Jaar na jaar meer straatdoden geteld: organisatie vraagt betere registratie

EC
© BRUZZ
02/11/2021

Het Collectief Straatdoden bestaat vijftien jaar in Brussel. In diezelfde periode heeft de organisatie 762 overlijdens geteld bij dak- en thuisloze personen, al zijn dat er in realiteit mogelijk meer. Nu het collectief aan bekendheid wint blijft het oproepen om overlijdens van straatbewoners steeds te melden.

Een ‘straatdode’ is een overleden persoon die ooit in zijn of haar leven op straat heeft geleefd. Het Collectief Straatdoden wil deze (ex-)straatbewoners een waardig afscheid geven na hun dood. Het kan voor hen bijvoorbeeld een begrafenis organiseren, maar ook een repatriëring naar het eventuele land van herkomst.

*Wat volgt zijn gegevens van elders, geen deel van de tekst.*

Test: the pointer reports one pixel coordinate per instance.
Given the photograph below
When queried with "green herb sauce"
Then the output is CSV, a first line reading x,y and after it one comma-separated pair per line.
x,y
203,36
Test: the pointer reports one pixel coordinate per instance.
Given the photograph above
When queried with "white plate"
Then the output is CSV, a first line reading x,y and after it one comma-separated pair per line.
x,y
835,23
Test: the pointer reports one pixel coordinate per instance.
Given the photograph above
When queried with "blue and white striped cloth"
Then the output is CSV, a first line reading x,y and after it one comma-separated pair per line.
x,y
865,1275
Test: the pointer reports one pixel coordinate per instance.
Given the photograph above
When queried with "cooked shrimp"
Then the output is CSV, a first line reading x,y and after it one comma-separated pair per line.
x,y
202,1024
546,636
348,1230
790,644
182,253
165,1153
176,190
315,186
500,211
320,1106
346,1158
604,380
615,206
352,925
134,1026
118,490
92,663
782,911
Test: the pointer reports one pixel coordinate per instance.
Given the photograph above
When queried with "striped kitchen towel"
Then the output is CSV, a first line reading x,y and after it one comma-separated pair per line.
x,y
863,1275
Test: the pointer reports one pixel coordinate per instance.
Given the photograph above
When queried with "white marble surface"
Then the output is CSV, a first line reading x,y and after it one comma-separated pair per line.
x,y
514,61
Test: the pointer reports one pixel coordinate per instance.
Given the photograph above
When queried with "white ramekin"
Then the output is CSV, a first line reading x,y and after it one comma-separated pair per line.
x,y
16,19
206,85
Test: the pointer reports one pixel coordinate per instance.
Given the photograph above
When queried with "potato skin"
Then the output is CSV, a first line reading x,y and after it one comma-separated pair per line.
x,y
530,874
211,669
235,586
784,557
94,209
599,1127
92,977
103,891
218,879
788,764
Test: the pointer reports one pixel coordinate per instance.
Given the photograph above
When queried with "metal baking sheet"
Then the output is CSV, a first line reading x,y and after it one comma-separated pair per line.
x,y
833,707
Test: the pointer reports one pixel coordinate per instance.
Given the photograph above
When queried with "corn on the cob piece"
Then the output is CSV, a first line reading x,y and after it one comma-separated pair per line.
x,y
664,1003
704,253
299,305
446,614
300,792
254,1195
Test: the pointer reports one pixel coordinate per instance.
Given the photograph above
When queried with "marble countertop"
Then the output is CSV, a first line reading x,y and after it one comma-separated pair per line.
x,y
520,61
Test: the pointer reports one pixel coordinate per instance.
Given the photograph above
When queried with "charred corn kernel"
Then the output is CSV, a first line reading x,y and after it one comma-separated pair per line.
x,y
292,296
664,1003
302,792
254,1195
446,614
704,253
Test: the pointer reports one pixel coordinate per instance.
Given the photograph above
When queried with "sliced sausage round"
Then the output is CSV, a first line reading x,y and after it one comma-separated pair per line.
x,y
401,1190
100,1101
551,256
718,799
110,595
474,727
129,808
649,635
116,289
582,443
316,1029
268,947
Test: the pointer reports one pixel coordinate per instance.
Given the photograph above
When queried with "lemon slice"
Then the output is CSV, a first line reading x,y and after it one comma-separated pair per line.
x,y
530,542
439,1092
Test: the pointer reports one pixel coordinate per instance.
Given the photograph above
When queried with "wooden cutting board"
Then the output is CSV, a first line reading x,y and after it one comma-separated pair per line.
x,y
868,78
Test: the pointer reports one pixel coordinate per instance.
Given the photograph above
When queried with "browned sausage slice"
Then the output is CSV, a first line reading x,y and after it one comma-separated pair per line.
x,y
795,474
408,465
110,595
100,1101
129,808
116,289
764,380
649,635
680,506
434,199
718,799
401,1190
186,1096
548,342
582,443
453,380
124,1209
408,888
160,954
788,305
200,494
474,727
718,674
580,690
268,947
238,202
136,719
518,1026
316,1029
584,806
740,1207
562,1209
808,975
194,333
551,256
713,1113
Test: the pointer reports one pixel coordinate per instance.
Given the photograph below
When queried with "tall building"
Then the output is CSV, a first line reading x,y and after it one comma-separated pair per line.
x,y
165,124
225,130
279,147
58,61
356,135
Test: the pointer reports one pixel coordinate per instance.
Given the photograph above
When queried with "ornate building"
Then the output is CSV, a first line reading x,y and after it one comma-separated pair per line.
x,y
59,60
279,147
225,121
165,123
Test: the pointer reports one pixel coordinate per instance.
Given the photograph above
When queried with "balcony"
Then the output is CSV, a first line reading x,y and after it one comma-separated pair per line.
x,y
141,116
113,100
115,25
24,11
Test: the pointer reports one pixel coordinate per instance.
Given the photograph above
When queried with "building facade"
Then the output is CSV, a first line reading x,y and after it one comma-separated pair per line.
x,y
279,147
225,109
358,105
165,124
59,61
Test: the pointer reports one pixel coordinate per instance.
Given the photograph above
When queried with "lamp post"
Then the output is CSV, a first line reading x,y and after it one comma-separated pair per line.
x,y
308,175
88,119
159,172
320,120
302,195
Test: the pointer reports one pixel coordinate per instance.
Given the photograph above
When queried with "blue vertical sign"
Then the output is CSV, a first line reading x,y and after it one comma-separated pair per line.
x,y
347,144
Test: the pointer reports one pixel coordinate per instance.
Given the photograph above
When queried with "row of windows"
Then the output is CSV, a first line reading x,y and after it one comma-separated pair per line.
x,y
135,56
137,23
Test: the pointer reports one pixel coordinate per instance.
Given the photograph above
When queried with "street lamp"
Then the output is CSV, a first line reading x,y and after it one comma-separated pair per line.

De organisatie bestaat sinds 2005. Tot en met 2020 heeft het Collectief Straatdoden 518 ceremonies georganiseerd voor overleden daklozen. Ze proberen daarvoor contact op te nemen met de familie en naasten. In vier op de tien gevallen organiseert de familie de afscheidsceremonie uiteindelijk zelf, in zes op de tien gevallen gebeurt dat door of samen met het collectief. Er zijn in vijftien jaar tijd ook 144 straatdoden gerepatrieerd naar hun thuisland, voornamelijk naar Polen of Marokko.

Systematische telling

De bekendheid van het collectief neemt toe en daarmee ook het aantal getelde straatdoden. Ziekenhuizen, hulporganisaties uit de daklozensector, maar ook politiediensten en gemeenten lichten de organisatie steeds vaker in over overleden straatbewoners. Dat zorgt voor volledigere cijfers: in 2020 zijn in Brussel 69 straatdoden geteld, tegenover maar 24 in 2005. Voor dit jaar zijn er nog geen cijfers.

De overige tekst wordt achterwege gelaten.